Plus encore, Madame [B] produit aux débats les demandes de paiement des charges relatives à la consommation d’eau, simples documents manuscrits établis par la bailleresse accompagnés de factures émises par la Commune d’Allègre les Fumades au seul nom de la SCI, ce qui accrédite les dires de la demanderesse sur l’absence de compteurs divisionnaires d’eau.
Outre le fait que, du coup, les demandes de paiement de charges relatives à la consommation d’eau sont sérieusement remises en cause en absence d’une preuve formelle de la réalité de celles-ci, il convient de constater que le logement donné à bail ne respecte pas les critères de décence, qui sont d’ordre public en application de l’article 2 de la loi du 6 juillet 1989, qui prévoient que chaque logement donné à bail d’habitation doit être pourvu de compteurs d’énergie indépendants et accessibles pour le locataire.
Pour ces motifs, et en l’absence de tout moyen de défense de la bailleresse, le congé délivré le 23 janvier 2025 sera déclaré nul pour absence d’un motif légitime et sérieux.
Sur la demande au titre du préjudice moral :
Madame [B] sollicite la condamnation de la SCI MPP IMMO à lui payer la somme de 3.000,00 € en réparation de son préjudice moral en raison du caractère abusif du congé délivré.
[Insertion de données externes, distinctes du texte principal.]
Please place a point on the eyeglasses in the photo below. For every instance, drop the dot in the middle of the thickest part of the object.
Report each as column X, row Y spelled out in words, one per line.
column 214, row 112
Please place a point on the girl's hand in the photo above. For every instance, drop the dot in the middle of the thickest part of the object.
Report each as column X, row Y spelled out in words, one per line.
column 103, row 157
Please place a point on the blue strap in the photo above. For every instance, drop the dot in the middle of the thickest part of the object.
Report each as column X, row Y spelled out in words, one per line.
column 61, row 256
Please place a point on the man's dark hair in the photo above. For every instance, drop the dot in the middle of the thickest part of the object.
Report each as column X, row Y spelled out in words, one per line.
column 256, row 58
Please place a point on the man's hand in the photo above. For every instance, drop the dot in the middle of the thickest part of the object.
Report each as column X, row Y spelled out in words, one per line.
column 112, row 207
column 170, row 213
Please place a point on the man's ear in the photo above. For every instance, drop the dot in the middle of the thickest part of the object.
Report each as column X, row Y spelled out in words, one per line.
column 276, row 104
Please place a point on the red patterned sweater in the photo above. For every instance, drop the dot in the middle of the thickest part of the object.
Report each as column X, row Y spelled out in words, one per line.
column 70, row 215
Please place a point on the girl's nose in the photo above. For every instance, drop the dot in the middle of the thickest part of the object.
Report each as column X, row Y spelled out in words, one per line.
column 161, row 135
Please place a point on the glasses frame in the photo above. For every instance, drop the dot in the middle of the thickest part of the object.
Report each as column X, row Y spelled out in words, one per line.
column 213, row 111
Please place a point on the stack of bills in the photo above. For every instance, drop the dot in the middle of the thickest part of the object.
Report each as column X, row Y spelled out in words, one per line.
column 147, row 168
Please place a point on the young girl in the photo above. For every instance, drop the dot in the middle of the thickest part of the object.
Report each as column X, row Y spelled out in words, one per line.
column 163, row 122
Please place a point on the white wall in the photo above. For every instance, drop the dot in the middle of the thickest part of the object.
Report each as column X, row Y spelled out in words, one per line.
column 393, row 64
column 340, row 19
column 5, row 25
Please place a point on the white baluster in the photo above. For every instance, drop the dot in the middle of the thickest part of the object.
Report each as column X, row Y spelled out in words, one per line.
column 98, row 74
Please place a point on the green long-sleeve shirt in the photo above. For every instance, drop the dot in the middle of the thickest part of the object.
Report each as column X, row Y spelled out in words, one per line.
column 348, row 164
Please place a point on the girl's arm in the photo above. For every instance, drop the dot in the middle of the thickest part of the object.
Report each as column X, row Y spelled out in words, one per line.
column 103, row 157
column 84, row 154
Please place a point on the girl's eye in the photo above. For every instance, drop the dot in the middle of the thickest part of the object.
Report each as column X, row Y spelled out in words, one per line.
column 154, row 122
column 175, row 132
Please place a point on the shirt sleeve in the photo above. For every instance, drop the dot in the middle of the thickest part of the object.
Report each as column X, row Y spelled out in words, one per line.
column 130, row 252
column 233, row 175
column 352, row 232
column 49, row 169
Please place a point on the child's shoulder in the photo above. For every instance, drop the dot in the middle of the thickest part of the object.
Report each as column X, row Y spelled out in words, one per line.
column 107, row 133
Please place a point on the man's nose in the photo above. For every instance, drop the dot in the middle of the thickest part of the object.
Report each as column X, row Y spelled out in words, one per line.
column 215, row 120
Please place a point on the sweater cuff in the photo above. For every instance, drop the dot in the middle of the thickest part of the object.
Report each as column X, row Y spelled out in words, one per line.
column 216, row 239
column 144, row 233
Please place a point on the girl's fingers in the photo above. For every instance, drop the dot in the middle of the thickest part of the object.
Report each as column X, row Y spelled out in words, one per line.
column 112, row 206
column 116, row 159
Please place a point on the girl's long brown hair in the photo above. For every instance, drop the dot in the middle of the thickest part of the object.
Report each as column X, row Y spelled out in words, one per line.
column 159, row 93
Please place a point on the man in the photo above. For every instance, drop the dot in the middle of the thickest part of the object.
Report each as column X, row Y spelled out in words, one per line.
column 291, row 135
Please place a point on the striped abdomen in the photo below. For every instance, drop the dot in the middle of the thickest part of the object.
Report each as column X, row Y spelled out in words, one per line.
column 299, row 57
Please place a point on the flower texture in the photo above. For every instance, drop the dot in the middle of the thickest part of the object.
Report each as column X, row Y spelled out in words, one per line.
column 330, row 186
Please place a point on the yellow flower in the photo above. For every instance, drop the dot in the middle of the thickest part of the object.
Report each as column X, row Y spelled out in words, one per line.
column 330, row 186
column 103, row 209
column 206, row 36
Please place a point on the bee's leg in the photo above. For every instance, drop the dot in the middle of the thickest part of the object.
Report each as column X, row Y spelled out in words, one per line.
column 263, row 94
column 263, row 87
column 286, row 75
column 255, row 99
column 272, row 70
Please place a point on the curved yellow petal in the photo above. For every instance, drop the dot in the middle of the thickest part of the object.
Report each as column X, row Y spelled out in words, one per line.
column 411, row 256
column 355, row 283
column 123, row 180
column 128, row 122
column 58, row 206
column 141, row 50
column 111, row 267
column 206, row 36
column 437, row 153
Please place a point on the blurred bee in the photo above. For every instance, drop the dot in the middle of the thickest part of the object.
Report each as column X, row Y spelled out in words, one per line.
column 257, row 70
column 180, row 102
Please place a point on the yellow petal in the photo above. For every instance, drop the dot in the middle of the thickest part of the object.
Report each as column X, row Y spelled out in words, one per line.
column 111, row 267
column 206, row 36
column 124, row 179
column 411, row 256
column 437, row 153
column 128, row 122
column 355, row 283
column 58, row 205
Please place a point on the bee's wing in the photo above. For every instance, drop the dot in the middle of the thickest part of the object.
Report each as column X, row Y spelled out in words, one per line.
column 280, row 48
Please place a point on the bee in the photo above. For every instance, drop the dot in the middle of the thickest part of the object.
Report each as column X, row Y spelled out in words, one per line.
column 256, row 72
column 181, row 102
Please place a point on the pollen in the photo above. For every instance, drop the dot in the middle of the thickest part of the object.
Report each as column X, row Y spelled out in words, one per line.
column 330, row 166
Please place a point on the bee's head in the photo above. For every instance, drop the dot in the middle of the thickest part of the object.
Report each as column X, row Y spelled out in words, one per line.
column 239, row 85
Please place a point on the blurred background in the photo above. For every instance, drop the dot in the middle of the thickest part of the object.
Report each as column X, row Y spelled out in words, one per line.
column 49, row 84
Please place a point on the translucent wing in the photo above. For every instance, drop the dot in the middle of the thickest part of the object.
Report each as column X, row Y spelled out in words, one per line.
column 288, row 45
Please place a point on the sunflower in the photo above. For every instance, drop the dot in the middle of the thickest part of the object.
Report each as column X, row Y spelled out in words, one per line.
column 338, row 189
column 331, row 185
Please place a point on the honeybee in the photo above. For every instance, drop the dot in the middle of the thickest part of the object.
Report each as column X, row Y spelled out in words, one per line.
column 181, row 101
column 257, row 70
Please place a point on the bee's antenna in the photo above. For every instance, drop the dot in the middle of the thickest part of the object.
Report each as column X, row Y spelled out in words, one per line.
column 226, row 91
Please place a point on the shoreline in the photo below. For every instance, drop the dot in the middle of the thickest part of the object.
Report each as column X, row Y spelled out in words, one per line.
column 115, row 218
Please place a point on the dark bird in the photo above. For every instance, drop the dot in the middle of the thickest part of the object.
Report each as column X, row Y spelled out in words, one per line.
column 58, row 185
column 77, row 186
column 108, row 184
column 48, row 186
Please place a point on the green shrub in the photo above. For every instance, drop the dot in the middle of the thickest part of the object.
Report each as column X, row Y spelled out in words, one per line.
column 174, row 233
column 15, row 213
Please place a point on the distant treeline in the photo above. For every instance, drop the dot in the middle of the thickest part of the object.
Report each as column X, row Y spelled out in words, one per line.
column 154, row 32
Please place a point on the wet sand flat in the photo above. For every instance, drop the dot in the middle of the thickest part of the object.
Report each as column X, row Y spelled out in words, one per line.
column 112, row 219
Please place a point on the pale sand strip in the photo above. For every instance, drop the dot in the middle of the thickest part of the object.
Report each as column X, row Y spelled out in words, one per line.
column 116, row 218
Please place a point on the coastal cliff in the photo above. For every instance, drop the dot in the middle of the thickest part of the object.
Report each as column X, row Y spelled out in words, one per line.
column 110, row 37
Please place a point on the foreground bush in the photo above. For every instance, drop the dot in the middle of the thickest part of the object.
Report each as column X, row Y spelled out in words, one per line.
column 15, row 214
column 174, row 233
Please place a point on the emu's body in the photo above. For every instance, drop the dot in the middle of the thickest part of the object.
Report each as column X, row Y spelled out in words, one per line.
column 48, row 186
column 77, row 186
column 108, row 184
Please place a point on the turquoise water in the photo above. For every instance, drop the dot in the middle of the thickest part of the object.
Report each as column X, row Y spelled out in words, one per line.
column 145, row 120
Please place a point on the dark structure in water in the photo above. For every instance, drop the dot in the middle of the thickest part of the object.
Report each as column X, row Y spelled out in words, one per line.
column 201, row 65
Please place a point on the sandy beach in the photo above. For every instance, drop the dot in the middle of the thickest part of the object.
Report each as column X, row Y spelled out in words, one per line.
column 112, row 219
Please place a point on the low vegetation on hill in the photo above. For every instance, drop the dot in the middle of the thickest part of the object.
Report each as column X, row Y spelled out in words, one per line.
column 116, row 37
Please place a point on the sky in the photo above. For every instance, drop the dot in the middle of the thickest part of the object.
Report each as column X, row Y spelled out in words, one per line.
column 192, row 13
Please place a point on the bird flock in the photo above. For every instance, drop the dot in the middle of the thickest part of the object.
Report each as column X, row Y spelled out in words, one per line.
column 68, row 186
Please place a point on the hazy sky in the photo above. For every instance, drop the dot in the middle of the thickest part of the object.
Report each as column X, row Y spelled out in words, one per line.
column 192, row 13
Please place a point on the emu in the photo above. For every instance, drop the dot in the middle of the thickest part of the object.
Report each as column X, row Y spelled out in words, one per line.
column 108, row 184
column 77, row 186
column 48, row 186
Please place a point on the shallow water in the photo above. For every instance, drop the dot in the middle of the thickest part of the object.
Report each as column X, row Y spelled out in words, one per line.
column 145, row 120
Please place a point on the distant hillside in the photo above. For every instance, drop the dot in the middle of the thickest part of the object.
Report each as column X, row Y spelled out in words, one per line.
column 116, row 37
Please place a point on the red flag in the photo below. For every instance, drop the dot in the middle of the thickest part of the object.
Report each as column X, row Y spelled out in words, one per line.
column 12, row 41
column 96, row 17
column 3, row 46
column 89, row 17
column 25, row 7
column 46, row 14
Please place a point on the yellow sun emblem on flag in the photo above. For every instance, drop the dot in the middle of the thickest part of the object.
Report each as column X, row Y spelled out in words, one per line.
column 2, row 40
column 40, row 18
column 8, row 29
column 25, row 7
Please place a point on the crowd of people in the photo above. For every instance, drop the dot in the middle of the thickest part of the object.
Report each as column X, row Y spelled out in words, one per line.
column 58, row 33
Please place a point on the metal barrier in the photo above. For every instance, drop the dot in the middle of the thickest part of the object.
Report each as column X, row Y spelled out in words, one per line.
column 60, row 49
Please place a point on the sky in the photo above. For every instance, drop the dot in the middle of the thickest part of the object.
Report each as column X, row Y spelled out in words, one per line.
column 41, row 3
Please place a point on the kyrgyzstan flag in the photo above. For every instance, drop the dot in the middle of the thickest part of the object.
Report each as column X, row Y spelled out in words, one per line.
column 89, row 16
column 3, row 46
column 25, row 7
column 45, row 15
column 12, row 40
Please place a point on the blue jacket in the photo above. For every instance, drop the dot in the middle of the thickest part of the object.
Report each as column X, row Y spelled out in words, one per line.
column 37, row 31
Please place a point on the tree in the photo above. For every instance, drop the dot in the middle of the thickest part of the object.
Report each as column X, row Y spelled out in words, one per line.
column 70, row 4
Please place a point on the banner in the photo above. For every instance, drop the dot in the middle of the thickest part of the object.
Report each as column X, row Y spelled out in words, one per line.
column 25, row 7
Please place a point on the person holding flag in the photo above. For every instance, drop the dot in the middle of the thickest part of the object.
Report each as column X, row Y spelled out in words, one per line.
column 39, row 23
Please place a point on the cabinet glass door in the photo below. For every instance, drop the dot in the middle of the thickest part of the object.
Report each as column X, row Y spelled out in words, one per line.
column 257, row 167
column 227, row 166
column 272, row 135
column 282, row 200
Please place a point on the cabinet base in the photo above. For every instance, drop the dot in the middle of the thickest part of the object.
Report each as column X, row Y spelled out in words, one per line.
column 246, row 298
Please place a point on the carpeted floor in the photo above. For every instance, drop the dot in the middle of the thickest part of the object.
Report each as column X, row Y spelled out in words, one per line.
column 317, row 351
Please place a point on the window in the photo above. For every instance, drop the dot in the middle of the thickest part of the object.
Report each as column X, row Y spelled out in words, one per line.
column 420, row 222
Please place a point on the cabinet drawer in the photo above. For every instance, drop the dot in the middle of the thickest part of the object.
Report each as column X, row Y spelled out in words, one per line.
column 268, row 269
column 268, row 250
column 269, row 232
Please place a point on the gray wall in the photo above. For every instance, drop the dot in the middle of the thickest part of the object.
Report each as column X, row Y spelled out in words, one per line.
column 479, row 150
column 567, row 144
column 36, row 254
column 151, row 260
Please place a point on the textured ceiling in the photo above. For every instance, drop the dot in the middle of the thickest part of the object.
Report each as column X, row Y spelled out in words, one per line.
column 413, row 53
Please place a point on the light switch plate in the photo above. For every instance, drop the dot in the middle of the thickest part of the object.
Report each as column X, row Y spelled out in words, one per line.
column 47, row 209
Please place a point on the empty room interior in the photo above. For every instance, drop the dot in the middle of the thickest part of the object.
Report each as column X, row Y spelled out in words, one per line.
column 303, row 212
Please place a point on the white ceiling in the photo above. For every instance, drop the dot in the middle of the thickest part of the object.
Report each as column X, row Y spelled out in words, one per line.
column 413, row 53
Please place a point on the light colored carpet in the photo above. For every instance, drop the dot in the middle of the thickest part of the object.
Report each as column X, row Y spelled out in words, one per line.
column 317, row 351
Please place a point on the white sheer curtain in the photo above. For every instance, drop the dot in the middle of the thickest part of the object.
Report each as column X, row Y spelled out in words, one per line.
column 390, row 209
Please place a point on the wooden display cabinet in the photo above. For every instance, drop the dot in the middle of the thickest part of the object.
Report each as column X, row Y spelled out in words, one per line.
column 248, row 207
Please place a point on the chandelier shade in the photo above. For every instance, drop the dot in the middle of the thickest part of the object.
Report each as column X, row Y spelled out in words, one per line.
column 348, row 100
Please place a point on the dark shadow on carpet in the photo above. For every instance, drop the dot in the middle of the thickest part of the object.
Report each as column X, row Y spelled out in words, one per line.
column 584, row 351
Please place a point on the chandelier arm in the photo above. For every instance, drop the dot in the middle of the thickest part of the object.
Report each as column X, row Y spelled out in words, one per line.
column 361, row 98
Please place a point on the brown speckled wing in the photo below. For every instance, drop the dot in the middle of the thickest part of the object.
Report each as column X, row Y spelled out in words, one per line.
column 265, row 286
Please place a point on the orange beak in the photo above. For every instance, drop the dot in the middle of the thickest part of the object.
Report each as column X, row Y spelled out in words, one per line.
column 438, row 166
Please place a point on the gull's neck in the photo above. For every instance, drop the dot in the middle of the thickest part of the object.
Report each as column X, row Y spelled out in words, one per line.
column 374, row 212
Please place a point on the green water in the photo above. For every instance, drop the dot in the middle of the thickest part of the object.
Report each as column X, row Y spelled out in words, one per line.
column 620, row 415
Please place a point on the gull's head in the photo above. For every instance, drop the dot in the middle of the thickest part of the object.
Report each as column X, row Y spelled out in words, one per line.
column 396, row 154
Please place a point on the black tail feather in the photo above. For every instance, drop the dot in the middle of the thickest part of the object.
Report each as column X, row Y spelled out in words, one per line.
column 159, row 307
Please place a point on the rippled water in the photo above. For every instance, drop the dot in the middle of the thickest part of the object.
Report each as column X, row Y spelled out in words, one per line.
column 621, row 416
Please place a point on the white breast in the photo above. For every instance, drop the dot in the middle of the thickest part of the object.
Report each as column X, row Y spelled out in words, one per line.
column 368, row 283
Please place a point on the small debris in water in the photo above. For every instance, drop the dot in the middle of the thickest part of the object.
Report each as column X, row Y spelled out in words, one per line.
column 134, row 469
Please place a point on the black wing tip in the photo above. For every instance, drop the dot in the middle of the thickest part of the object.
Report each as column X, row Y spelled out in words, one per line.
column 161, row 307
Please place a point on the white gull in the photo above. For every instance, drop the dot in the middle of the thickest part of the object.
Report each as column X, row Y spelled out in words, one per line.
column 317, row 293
Elle soutient vivre dans la crainte de devoir quitter un logement dans lequel elle s’est investi sans solution de relogement et alors qu’elle a toujours srupuleusement honoré le règlement de son loyer.
Ainsi que cela a déjà été observé précédemment, l’enjeu de cette audience était important pour la bailleresse puisqu’elle pouvait faire valoir la résiliation du contrat de bail et demander l’expulsion de sa locataire.
Son absence non justifiée à l’audience laisse présumer qu’elle était parfaitement informée du caractère infondée de son congé. Pour autant, elle n’a pas pris le soin de se désister de celui-ci laissant sa locataire poursuivre la procédure, laissant cette dernière dans l’incertitude sur son maintien dans les lieux loués.
Il sera donc fait droit à la demande de dommages et intérêts en réparation de son préjudice moral à hauteur de la somme de 1.200,00 €.
Sur les autres demandes :
Sur l’article 700 du CPC et les dépens :
Aux termes des articles 696 et 700 du code de procédure civile la partie perdante est condamnée aux dépens et à payer à l’autre partie une somme au titre des frais exposés et non compris dans les dépens. Le juge tient compte de l’équité ou de la situation économique de la partie condamnée, il peut, même d’office dispenser la partie perdante de tout paiement.
En l’espèce, la SCI MPP IMMO sera condamnée à l’ensemble des dépens.
Aucun motif d’équité commande d’écarter les dispositions de l’article 700 du code de procédure civile et la SCI MPP IMMO sera donc condamnée à ce titre à payer la somme de 1.200,00 €.
PAR CES MOTIFS :
Le Tribunal, statuant publiquement, par mise à disposition au Greffe, par jugement réputé contradictoire et en premier ressort,
Vu les articles 9 du code de procédure civile et 1352 du code civil,
Vu la loi du 6 juillet 1989 dans sa version applicable à la signature du contrat de bail,
CONSTATE que le congé délivré par la SCI MPP IMMO le 23 janvier 2025 était dépourvu d’un motif légitime et sérieux ;
En conséquence,
PRONONCE la nullité dudit congé ;
CONDAMNE la SCI MPP IMMO à payer à Madame [M] [B] la somme de 1.200,00 € à titre de dommages et intérêts en réparation de son préjudice moral ;
REJETTE toute autre demande ;
CONDAMNE la SCI MPP IMMO aux entiers dépens ;
CONDAMNE la SCI MPP IMMO à payer à Madame [M] [B] la somme de 1.200,00 € en application de l’article 700 du code de procédure civile.